The Turkish portions of the present Ottoman Empire should
be assured a secure sovereignty, but the other
nationalities which are now under Turkish rule should be
assured an undoubted security of life and an absolutely
unmolested opportunity of an autonomous development, and
the Dardanelles should be permanently opened as a free
passage to the ships and commerce of all nations under
international guarantees.
XIII.
An independent Polish state should be erected which should
include the territories inhabited by indisputably Polish
populations, which should be assured a free and secure
access to the sea, and whose political and economic
independence and territorial integrity should be
guaranteed by international covenant.
XIV.
A general association of nations must be formed under
specific covenants for the purpose of affording mutual
guarantees of political independence and territorial
integrity to great and small states alike.
In
regard to these essential rectifications of wrong and
assertions of right we feel ourselves to be intimate
partners of all the governments and peoples associated
together against the Imperialists. We cannot be separated
in interest or divided in purpose. We stand together until
the end.
For
such arrangements and covenants we are willing to fight
and to continue to fight until they are achieved; but only
because we wish the right to prevail and desire a just and
stable peace such as can be secured only by removing the
chief provocations to war, which this program does not
remove. We have no jealousy of German greatness, and there
is nothing in this program that impairs it. We grudge her
no achievement or distinction of learning or of pacific
enterprise such as have made her record very bright and
very enviable.

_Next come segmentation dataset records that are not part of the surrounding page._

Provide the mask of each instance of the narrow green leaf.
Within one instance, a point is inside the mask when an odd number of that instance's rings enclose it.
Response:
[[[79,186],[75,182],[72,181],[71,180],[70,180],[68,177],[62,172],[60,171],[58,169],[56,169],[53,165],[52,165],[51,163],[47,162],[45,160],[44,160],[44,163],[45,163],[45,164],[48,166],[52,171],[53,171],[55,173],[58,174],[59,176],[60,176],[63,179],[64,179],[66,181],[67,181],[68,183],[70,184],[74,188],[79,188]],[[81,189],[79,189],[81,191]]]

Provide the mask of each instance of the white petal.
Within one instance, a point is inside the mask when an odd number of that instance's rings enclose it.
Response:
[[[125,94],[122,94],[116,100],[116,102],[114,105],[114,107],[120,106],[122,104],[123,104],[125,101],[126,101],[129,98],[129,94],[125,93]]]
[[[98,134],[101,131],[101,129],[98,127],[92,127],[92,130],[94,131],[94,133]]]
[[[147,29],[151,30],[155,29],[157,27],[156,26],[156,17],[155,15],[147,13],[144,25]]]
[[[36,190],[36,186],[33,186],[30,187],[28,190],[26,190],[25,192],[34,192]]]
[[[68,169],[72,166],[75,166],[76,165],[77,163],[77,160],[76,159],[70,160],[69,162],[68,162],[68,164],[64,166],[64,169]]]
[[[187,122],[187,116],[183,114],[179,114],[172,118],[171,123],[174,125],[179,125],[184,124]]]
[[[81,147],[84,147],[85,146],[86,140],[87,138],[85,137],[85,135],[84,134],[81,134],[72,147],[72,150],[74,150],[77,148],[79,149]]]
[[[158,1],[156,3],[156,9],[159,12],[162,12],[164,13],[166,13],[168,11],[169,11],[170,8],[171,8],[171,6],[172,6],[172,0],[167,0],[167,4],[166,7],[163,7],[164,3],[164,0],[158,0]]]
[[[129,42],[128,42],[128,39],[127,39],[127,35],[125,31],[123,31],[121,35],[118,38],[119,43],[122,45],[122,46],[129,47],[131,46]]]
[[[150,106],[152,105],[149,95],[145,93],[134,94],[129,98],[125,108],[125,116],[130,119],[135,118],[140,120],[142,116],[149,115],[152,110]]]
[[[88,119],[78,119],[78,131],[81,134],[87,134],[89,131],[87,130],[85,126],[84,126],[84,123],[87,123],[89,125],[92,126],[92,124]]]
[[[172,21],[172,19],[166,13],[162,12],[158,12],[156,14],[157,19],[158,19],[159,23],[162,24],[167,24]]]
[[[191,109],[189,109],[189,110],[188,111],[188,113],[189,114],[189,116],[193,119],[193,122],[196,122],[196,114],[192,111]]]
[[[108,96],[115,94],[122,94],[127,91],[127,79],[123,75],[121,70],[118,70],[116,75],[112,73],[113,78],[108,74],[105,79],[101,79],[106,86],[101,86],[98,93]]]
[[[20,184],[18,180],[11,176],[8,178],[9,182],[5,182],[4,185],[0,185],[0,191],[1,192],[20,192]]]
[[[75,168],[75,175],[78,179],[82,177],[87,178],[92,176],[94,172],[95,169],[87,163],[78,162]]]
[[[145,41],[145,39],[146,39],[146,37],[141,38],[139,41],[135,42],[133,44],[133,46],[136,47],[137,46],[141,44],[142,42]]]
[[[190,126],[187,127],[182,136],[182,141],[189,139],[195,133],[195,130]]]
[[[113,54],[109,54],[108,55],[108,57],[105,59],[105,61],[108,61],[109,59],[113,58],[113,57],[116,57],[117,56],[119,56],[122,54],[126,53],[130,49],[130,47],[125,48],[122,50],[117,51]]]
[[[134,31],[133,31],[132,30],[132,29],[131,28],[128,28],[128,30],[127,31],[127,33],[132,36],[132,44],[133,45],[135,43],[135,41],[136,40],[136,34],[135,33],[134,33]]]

We do not wish to injure her or to block in
any way her legitimate influence or power. We do not wish
to fight her either with arms or with hostile arrangements
of trade if she is willing to associate herself with us
and the other peace-loving nations of the world in
covenants of justice and law and fair dealing. We wish her
only to accept a place of equality among the peoples of
the world, -- the new world in which we now live, --
instead of a place of mastery.
Neither
do we presume to suggest to her any alteration or
modification of her institutions. But it is necessary, we
must frankly say, and necessary as a preliminary to any
intelligent dealings with her on our part, that we should
know whom her spokesmen speak for when they speak to us,
whether for the Reichstag majority or for the military
party and the men whose creed is imperial domination.
We
have spoken now, surely, in terms too concrete to admit of
any further doubt or question. An evident principle runs
through the whole program I have outlined. It is the
principle of justice to all peoples and nationalities, and
their right to live on equal terms of liberty and safety
with one another, whether they be strong or weak. Unless
this principle be made its foundation no part of the
structure of international justice can stand. The people
of the United States could act upon no other principle;
and to the vindication of this principle they are ready to
devote their lives, their honor, and everything that they
possess. The moral climax of this the culminating and
final war for human liberty has come, and they are ready
to put their own strength, their own highest purpose,
their own integrity and devotion to the test.